Three months after the end of World War II, on 5 December 1945, NAS Banana River had an ancillary role in the search for Flight 19, five TBM Avenger torpedo bombers that had departed Naval Air Station Fort Lauderdale, Florida on a routine over-water training mission. When the flight failed to return to home station, multiple air and naval units undertook a search and rescue operation. After sunset on 5 December, two PBM Mariner seaplanes from NAS Banana River, originally scheduled for their own training flights, were diverted to perform square pattern searches in the area west of 29°N 79°W/29, -79. One of these aircraft, a PBM-5, Bureau Number (BuNo) 59225, took off at 19:27 Eastern Time from NAS Banana River, called in a routine radio message at 19:30 Eastern Time, and was never heard from again.
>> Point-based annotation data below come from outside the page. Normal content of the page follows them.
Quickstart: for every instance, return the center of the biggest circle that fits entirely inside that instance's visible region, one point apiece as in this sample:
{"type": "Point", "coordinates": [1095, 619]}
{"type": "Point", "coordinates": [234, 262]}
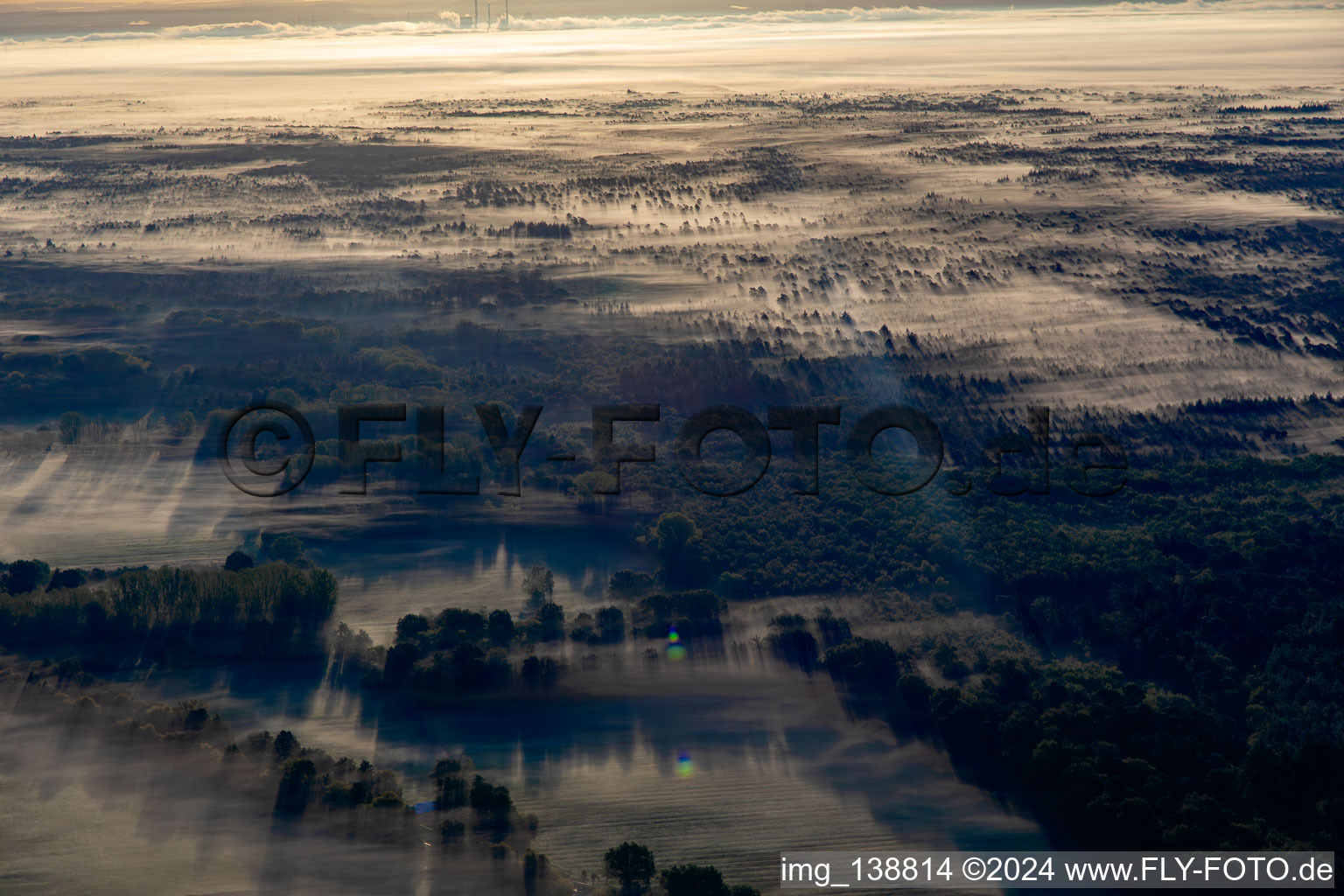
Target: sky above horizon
{"type": "Point", "coordinates": [268, 65]}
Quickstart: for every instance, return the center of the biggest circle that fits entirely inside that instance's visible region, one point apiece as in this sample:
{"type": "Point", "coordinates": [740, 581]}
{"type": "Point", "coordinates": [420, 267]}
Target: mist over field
{"type": "Point", "coordinates": [1097, 248]}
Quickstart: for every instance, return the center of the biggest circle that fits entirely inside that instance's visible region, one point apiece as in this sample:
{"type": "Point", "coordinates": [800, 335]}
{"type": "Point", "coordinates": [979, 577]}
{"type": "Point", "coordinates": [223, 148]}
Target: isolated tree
{"type": "Point", "coordinates": [185, 424]}
{"type": "Point", "coordinates": [539, 584]}
{"type": "Point", "coordinates": [694, 880]}
{"type": "Point", "coordinates": [285, 745]}
{"type": "Point", "coordinates": [72, 426]}
{"type": "Point", "coordinates": [632, 865]}
{"type": "Point", "coordinates": [500, 627]}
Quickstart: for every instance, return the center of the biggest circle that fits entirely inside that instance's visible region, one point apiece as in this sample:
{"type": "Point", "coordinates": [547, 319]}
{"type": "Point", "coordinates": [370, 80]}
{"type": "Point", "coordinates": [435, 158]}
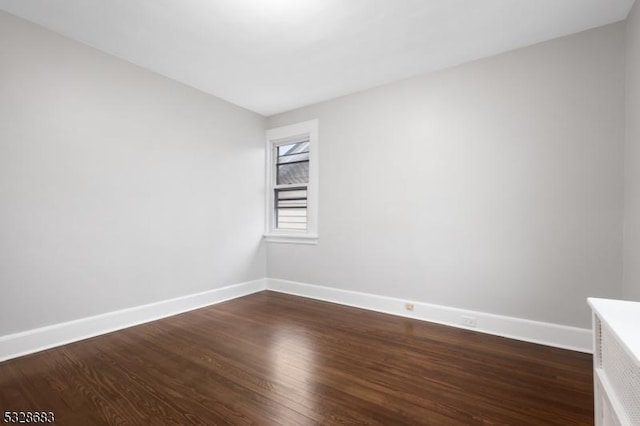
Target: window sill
{"type": "Point", "coordinates": [291, 239]}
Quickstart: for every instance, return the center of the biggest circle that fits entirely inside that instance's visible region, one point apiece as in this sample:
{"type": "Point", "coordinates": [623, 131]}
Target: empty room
{"type": "Point", "coordinates": [320, 212]}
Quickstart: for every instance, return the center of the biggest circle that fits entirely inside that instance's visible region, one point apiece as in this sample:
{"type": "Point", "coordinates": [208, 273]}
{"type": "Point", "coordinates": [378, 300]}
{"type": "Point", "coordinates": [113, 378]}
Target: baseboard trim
{"type": "Point", "coordinates": [560, 336]}
{"type": "Point", "coordinates": [30, 341]}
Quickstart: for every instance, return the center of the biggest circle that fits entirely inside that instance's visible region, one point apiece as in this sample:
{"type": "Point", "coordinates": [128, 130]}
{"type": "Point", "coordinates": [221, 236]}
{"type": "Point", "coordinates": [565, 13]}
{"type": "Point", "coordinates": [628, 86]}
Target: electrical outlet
{"type": "Point", "coordinates": [468, 321]}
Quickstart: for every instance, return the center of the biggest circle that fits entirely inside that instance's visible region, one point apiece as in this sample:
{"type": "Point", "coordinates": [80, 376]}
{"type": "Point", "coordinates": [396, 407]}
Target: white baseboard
{"type": "Point", "coordinates": [561, 336]}
{"type": "Point", "coordinates": [18, 344]}
{"type": "Point", "coordinates": [30, 341]}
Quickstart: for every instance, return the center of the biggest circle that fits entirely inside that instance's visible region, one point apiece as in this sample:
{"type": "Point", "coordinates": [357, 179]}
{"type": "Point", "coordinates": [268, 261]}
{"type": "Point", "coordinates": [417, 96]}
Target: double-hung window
{"type": "Point", "coordinates": [292, 183]}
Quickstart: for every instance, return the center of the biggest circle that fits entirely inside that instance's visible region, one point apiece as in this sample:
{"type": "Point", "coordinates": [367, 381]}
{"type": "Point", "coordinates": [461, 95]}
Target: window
{"type": "Point", "coordinates": [292, 182]}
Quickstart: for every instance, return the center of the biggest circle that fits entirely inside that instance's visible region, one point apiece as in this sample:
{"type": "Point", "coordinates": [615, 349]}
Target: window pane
{"type": "Point", "coordinates": [292, 149]}
{"type": "Point", "coordinates": [291, 208]}
{"type": "Point", "coordinates": [293, 173]}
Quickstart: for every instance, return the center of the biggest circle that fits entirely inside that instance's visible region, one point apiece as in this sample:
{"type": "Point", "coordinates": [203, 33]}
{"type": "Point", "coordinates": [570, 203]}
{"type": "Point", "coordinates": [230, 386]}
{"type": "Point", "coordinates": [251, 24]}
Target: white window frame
{"type": "Point", "coordinates": [276, 137]}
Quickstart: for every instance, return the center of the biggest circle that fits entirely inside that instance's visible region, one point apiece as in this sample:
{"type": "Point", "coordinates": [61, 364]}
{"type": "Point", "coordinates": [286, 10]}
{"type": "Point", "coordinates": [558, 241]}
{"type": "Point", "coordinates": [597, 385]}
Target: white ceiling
{"type": "Point", "coordinates": [275, 55]}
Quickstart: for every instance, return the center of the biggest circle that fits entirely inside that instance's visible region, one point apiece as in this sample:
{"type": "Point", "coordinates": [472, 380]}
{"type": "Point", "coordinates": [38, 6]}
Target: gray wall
{"type": "Point", "coordinates": [631, 282]}
{"type": "Point", "coordinates": [118, 187]}
{"type": "Point", "coordinates": [494, 186]}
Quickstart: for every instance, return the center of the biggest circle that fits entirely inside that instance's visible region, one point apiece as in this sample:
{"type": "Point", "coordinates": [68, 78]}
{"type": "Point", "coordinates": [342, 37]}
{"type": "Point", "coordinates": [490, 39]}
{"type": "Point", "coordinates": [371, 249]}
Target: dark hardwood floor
{"type": "Point", "coordinates": [274, 359]}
At 19:50 Eastern Time, the tanker SS Gaines Mills reported seeing a mid-air explosion, then flames leaping 100 ft high and burning on the sea for 10 minutes. The position was 28°35′N 80°15′W / 28.59, −80.25. Captain Shonna Stanley of the SS Gaines Mills reported searching for survivors through a pool of oil but found none. The escort carrier reported losing radar contact with an aircraft at the same position and time. No wreckage of PBM-5 BuNo 59225 was ever found.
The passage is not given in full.